Tesha is a 33-year-old retiree.  She is one of a vast number of dancers termed “transitioned” within the dance community.  To transition is to quit performance and pursue a second career.   Dancers, unlike other artists, employ a time-sensitive instrument: at a certain age, the body can no longer perform the way the form demands.  For an overwhelming majority of dancers transition is inevitable.             

For Tesha, too, it was unavoidable, but not entirely unfortunate.  She quit performance at 28 years old— a relatively old age for a full-time dancer— when good parts grew scarce.  She now works as a bookkeeper for a Manhattan-based jeweler.  Working in bookkeeping is good training, she says, for when she opens her own business.  Tesha is currently renovating a 4700 square foot farm house in Plymouth, Vermont; in January, if she keeps to her schedule, she will officially open the house as a healing center and retreat.  She’s named the house Good Commons.  In its basement is a large dance and yoga studio, feet upon feet of hardwood floor.           

“Sometimes I worry what I’ll do with myself in that house,” says Tesha.  “I mean with a dance studio in my own home.  I wonder if that will make me want to dance again.           

“I still wonder,” she says— a full five years after formally quitting dance— “if I’m really ready to leave completely.”                             

The term transition as it applies to former dancers is curious, in part because the people who use it most are seemingly unsure why they do.  Ann Barry, the founder and founding director of the non-profit organization Career Transition for Dancers (CTFD), asserts that the terminology long preceded the organization’s existence.  Barry is herself a transitioned dancer.             

“I had a dance career that lasted for seventeen years, and having gone through several transitions of my own, the problem of transition resonated with me,” says Barry of her initial interest in the issue.  “It was easy to understand that some dancers would need assistance.  Some would not; they would know right away what they wanted to do next.  But there were other dancers that only identified themselves as dancers, and said that they were not able to do anything else.”             

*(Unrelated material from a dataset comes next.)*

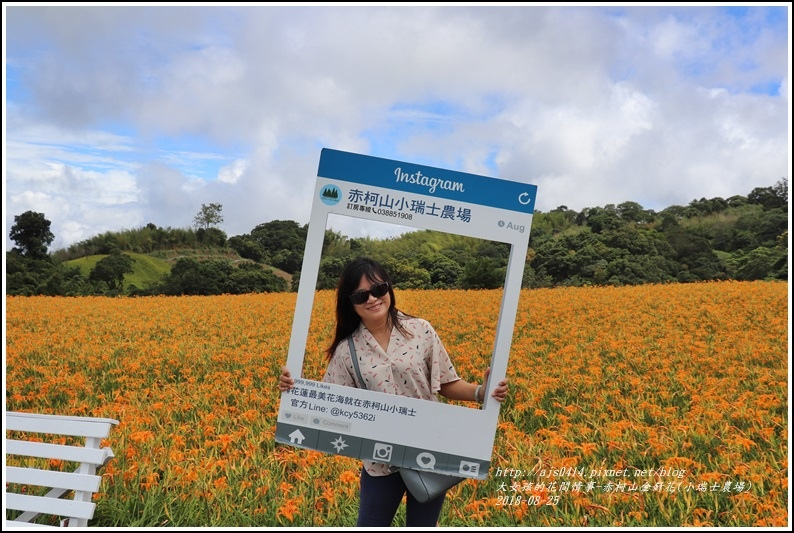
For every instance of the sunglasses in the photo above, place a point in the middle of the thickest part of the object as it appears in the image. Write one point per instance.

In 1983, Barry attended a conference in London which addressed “the dancer’s situation,” England’s apparent euphemism for transition.  A government-funded assistance program had already been founded in England, and Barry decided then that a similar organization should exist in the states.  She founded CTFD in 1985.  The organization first existed under the official banner of The Actors’ Fund, but eventually obtained independent non-profit status; its present-day counselors provide personal and professional advice to dancers in the process of leaving performance and beginning second careers.            

Though the organization’s very name suggests that the transition in question is external— it is a career transition, which makes it a tangible transition, a straightforward job switch— in conversation the term is more often applied to the person making the switch.  Dancers wander into the CTFD offices in any one of four stages: they are resistant to or accepting of transition; they are transitioning; or, they have transitioned.  On the letterhead transition is a noun.  But in practice it is a transitive verb.  It suggests conversion on the part of its subject, and a change in something as elemental as identity.             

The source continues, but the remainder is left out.